Answer: No. FTB may consider the exemption simultaneously with the revivor to determine the correct amount of tax, penalty, interest, and fees due for the suspension period that must be paid to revive.

5.   Must FTB require payment of all taxes, interest, penalties, and fees for all non-exempt taxable years before revivor can occur and issuance of an exemption determination is made under California Revenue and Taxation Code section 23701 et seq.?

Answer: No. If FTB determines that revivor without full payment will improve the prospects for collection of the full amount due, FTB may revive the entity without full payment. Rev. & Tax. Code § 23305b.

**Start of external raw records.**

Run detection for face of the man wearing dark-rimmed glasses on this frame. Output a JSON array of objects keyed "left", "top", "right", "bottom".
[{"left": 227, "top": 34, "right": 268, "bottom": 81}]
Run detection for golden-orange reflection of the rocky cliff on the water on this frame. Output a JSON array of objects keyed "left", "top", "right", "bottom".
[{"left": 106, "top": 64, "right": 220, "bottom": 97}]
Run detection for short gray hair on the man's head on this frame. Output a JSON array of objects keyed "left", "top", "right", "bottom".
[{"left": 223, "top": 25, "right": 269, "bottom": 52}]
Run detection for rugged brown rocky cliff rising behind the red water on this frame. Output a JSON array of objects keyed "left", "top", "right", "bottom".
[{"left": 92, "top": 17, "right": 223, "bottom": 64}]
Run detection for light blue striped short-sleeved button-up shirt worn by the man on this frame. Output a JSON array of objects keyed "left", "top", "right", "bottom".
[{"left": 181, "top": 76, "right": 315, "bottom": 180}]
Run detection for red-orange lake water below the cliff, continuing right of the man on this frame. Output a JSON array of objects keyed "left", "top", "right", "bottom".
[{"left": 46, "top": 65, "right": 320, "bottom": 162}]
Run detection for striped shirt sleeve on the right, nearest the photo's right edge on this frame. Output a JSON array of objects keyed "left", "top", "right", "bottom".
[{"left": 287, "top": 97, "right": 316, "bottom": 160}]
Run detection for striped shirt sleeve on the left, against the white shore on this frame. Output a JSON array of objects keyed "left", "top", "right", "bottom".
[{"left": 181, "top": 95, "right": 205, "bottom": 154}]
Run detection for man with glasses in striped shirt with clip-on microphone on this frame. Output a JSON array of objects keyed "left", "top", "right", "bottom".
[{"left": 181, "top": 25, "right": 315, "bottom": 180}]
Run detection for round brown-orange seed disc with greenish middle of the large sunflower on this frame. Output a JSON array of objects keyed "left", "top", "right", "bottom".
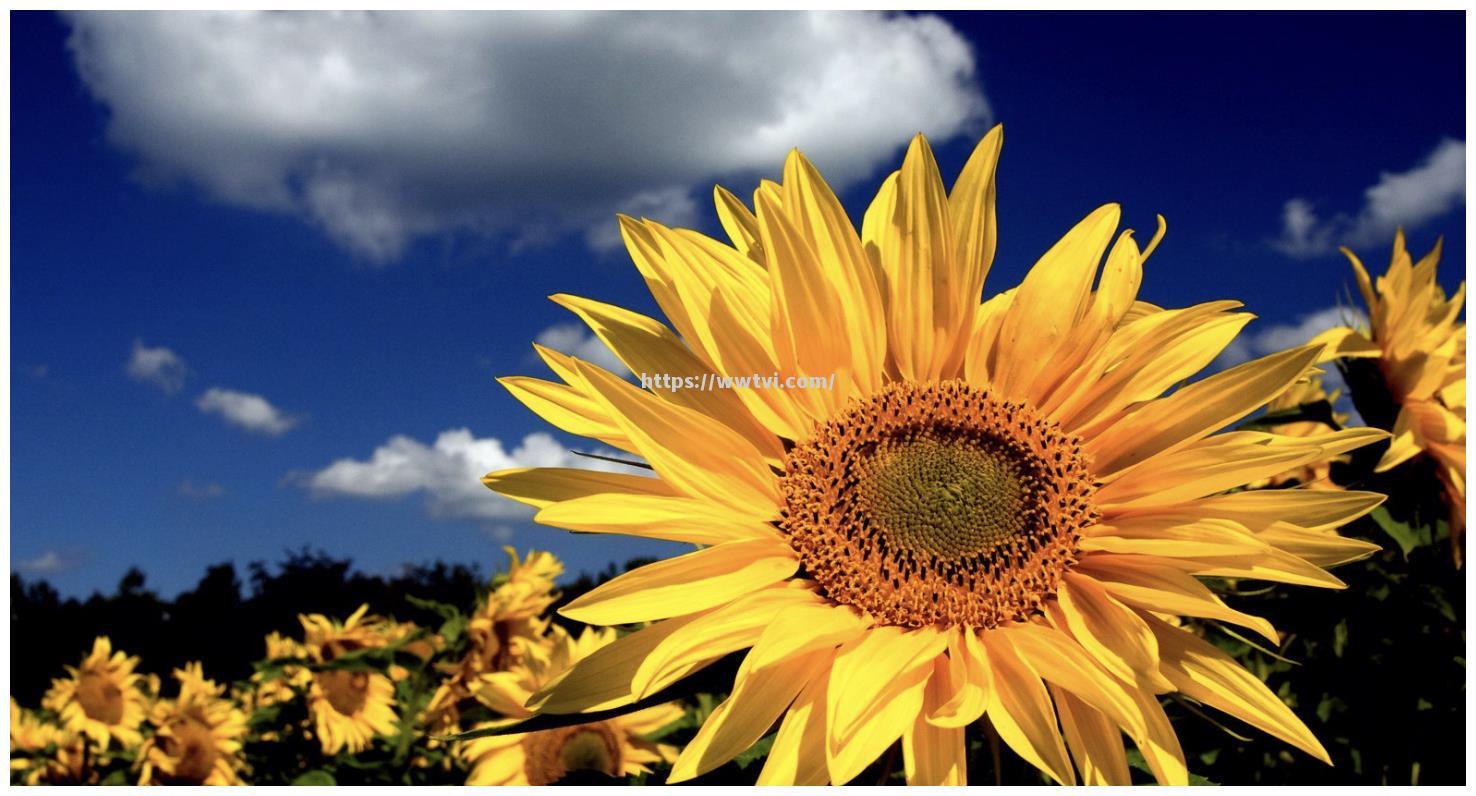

6.   If an organization files California Corporation Franchise or Income Tax Returns (Form 100) for taxable years 2006-2010, and it files either a California Exemption Application (Form 3500) or a California Submission of Exemption Request (Form 3500A) in 2010, which FTB grants in 2010 but retroactively to 2006, would FTB require the organization to file California Exempt Organization Annual Information Returns (Form 199) for taxable years 2006-2010 and pay Form 199 filing fees? In this fact pattern, assume the organization has gross receipts normally greater than $25,000. Would it make a difference if the organization paid Minimum Franchise Tax (MFT) or no tax with its Form 100’s? In this fact pattern, also assume that the returns are all within the statute of limitations for refunds.

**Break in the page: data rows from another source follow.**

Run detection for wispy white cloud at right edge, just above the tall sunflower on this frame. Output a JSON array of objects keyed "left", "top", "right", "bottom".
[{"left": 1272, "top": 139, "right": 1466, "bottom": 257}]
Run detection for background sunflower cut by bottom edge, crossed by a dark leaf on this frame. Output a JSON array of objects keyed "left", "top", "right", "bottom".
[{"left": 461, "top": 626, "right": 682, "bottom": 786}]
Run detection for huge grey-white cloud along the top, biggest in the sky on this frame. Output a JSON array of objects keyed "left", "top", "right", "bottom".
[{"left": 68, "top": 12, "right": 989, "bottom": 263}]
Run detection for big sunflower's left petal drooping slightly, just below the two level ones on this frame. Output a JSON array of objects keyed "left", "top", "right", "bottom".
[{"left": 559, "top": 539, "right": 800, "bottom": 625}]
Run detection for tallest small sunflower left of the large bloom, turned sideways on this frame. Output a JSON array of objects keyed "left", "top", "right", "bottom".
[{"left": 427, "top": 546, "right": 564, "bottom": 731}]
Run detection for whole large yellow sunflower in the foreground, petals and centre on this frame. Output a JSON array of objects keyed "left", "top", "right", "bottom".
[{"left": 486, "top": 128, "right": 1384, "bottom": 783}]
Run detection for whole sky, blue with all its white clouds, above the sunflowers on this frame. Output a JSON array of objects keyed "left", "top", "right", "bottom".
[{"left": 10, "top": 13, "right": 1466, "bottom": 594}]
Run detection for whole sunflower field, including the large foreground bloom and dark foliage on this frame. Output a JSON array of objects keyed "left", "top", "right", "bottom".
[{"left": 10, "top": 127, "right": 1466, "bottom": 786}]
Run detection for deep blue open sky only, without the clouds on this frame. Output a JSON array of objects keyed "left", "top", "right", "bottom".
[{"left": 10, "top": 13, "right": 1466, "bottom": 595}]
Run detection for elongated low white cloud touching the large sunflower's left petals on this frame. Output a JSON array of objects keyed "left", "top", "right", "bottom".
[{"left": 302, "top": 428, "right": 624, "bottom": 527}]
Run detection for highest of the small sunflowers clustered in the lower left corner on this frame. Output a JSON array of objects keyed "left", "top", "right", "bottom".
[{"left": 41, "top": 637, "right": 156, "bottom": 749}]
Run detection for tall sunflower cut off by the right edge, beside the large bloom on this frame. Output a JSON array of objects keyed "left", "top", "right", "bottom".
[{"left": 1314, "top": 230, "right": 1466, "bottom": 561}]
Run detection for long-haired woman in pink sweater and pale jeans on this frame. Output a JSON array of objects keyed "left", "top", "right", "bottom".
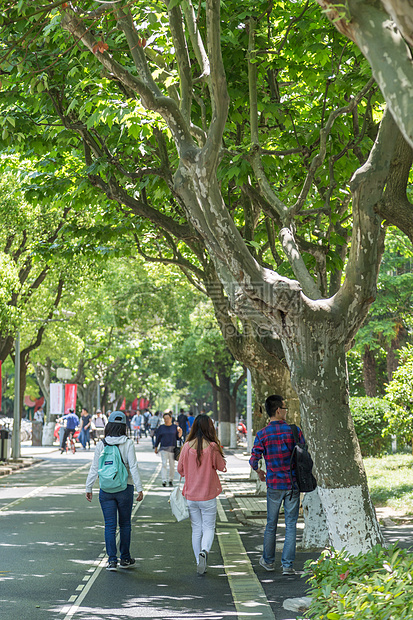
[{"left": 178, "top": 414, "right": 226, "bottom": 575}]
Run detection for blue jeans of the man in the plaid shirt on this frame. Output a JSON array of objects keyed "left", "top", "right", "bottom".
[{"left": 262, "top": 488, "right": 300, "bottom": 568}]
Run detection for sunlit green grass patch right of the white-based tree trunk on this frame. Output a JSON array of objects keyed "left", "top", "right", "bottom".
[{"left": 364, "top": 454, "right": 413, "bottom": 515}]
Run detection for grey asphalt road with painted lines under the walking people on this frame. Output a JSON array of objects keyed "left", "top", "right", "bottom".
[{"left": 0, "top": 440, "right": 308, "bottom": 620}]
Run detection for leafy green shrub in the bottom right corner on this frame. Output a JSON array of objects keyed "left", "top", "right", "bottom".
[{"left": 305, "top": 545, "right": 413, "bottom": 620}]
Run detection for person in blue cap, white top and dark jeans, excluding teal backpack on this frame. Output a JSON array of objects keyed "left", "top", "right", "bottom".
[{"left": 86, "top": 411, "right": 143, "bottom": 571}]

Answer: No. As the Form 100 had substantially all of the information that the Form 199 has, generally there is no reason to make the organization file the Form 199’s for the prior years; however, FTB could ask for it if there is a business need. As to the payments, the entity would get a credit for whatever payments it had made with the Form 100’s for each year, so unless the Form 199 fee is more than previously paid each year, there would be no remaining amount due.

7.   Where a corporation that has not established that it qualifies for exemption from California franchise or income tax erroneously files an exempt organization return, should FTB issue a Return Information Notice (RIN) or a Notice of Proposed Assessment (NPA)?

Answer: The MFT is due and payable by operation of law and so is by definition not a deficiency and can be assessed by a RIN or by other notice and demand such as a Notice of Tax Due (NTD). However, tax in excess of the MFT based on the gross receipts shown on the Form 199 would have to be estimated as a deficiency, and must be issued on an NPA.